The output PValue has pairwise $p$ -values all less than the default 0.05 significance level, indicating that all pairs of variables have correlation significantly greater than zero.

Input Arguments

collapse all

`X` — Time series data
numeric matrix

Time series data, specified as a numObs-by-numVars numeric matrix. Each column of X corresponds to a variable, and each row corresponds to an observation.

Data Types: double

`Tbl` — Time series data
table | timetable

Time series data, specified as a table or timetable with numObs rows. Each row of Tbl is an observation.

Specify numVars variables to include in the diagnostics computations by using the DataVariables argument. The selected variables must be numeric.

`ax` — Axes on which to plot
`Axes` object

Axes on which to plot, specified as an Axes object.

By default, corrplot plots to the current axes (gca).

corrplot does not support UIAxes targets.

Name-Value Arguments

Specify optional pairs of arguments as Name1=Value1,...,NameN=ValueN, where Name is the argument name and Value is the corresponding value.
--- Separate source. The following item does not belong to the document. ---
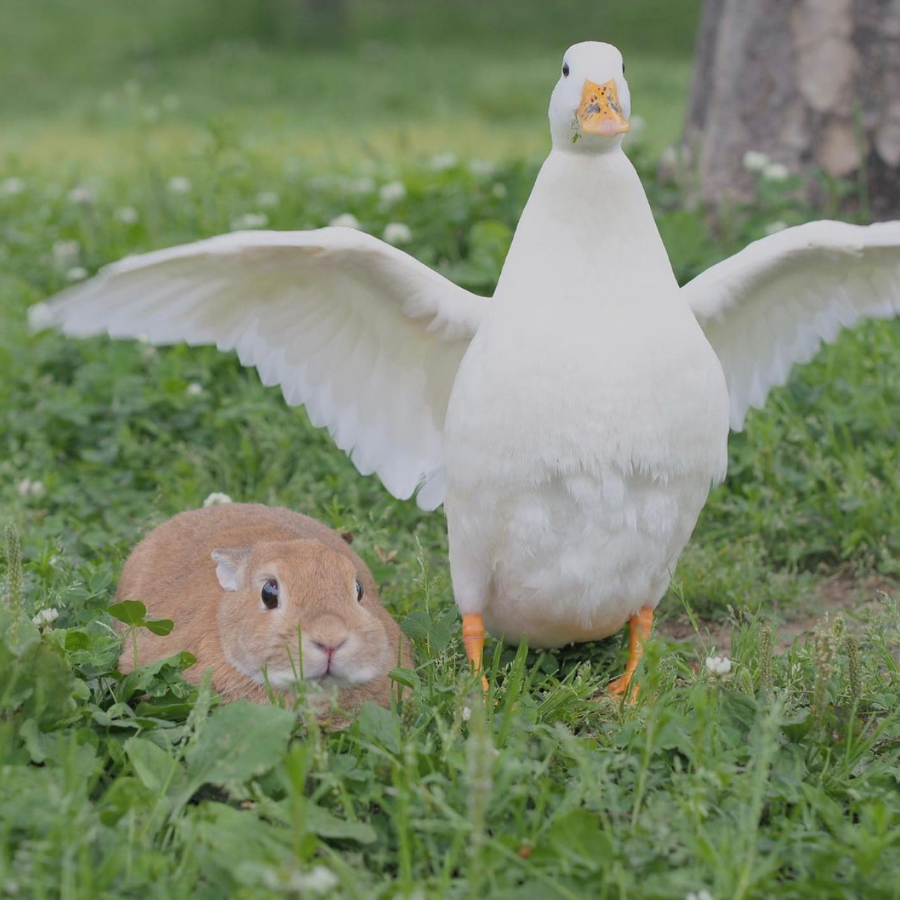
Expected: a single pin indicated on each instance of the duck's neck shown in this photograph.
(586, 236)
Name-value arguments must appear after other arguments, but the order of the pairs does not matter.

Before R2021a, use commas to separate each name and value, and enclose Name in quotes.

Example: corrplot(Tbl,Type="Spearman",TestR="on",DataVariables=1:5) computes Spearman’s rank correlation coefficient for the first 5 variables of the table Tbl and tests for significant correlation coefficients.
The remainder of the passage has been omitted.